Voici un diagramme 2D permettant de mieux apprécier les niveaux des lobes secondaires :

Diagramme de rayonnement de l’antenne torturée

Je suis assez surpris car je m’attendais un résultat catastrophique. Ce diagramme n’est finalement pas si éloigné de celui de l’antenne originale non modifiée. La fréquence de résonance est restée quasi-identique. Si l’on n’est pas maniaque du rapport avant/arrière survitaminé (quette tout aussi ridicule qu’inutile à mon sens), on peut en conclure que ce type de déformation, à une échelle modérée, est sans conséquence sur les performances de l’antenne.
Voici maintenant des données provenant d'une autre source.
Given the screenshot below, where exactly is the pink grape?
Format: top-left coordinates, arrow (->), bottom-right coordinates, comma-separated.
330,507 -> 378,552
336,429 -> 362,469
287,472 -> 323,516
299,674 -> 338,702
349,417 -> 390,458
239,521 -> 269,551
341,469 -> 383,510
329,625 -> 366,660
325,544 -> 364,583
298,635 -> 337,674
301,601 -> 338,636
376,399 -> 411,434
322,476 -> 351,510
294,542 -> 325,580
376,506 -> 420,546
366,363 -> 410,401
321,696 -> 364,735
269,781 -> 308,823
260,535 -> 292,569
J’ai continué mes tests avec un autre type de déformation, en prenant les cas ou l’on voit de grands boom plier sous leur propre poids (bend). Voici l’illustration de cette déformation :

 Déformation du boom sur le plan vertical

Ici encore j’ai un peu forcé le trait, l’antenne ne faisant que 8 éléments. L’offset de déplacement vertical suit une fonction cubique. Voici les résultats de cette déformation de structure :

Vue latérale et vue arrière

Ici, les déformations du diagramme de rayonnement sont plus marquées. Pour un gain avant de 12 dB, la protubérance au dessus arrive à -2.5 dB (normalisé = -14.5 dB). Certes ce n’est pas catastrophique pour la bande des 2m, mais c’est une dégradation notable tout de même. Dans cette configuration dégradée, le radiateur se trouvant légèrement au dessus des autres éléments, j’aurais pensé avoir une légère modification de l’impédance du système, mais ce n’est pas le cas (le déplacement autour du radiateur est en fait minime). La fréquence de résonance est également inchangée.

En dernier test, j’ai essayé de tourner les radiants sur le plan horizontal. Un petit graphique vaut mieux qu’une longue phrase :

Dernier test avec une rotation des éléments sur le plan horizontal

Pour ce dernier cas, les résultats sont du même type que pour le premier test, c’est à dire minimes. Voici les résultats en images :

Vue perspective, vue au dessus et vue arrière pour le dernier test

Le système d’antenne ne semble pas trop perturbé par ces déformations et l’influence sur les lobes parasites est négligeable. La fréquence de résonance est en revanche légèrement remontée, de 100kHz, ce qui est assez faible en regard des déplacements mis en jeu.

Ces trois essais étaient intéressants, mais ils n’ont pas vraiment de réalité. En fait, il faudrait faire un quatrième test avec une analyse de Monte-Carlo, qui appliquerait plusieurs types de déformation au hasard, et ceci quelques centaines de fois. La superpositions des diagrammes 2D permettrait de se faire une bonne idée de l’influence des déformations que l’on pourrait rencontrer plus concrètement. Je n’ai malheureusement pas cette possibilité via le logiciel que j’utilise, mais c’est une voie à creuser.

Autre remarque importante, tout ces tests ne sont valables que sur un type d’antenne bien précis, ma LogYagi :) En effet, les réponses à ces distordions sont différentes pour chaque modèle d’antenne. Il serait d’ailleurs intéressant d’évaluer les différences de réponses pour un petit lot d’antennes. Par rapport à la littérature et aux études déjà faites, je ne doutes pas que certains modèles donneraient des résultats très prononcés.

Au final, je retiendrais donc :

  • de ne pas me tracasser si un radian est légèrement plié (une prise de risque en mois à se balancer en haut d’un pylône)
  • de maintenir une structure alignée dans la mesure du possible et du raisonnable
  • de bien ajuster la longueur des radiants, car c’est encore ce qui est le plus critique

Dans les prochains travaux de simulation que j’aimerais faire, il y a celui de reprendre l’étude de YU1AW concernant l’influence de l’humidité sur les antennes VHF. Les écarts énormes constatés sur différentes antennes m’ont bluffé et j’essaierais bien quelques simulations sur quelques soit disant nouvelles antennes miracles.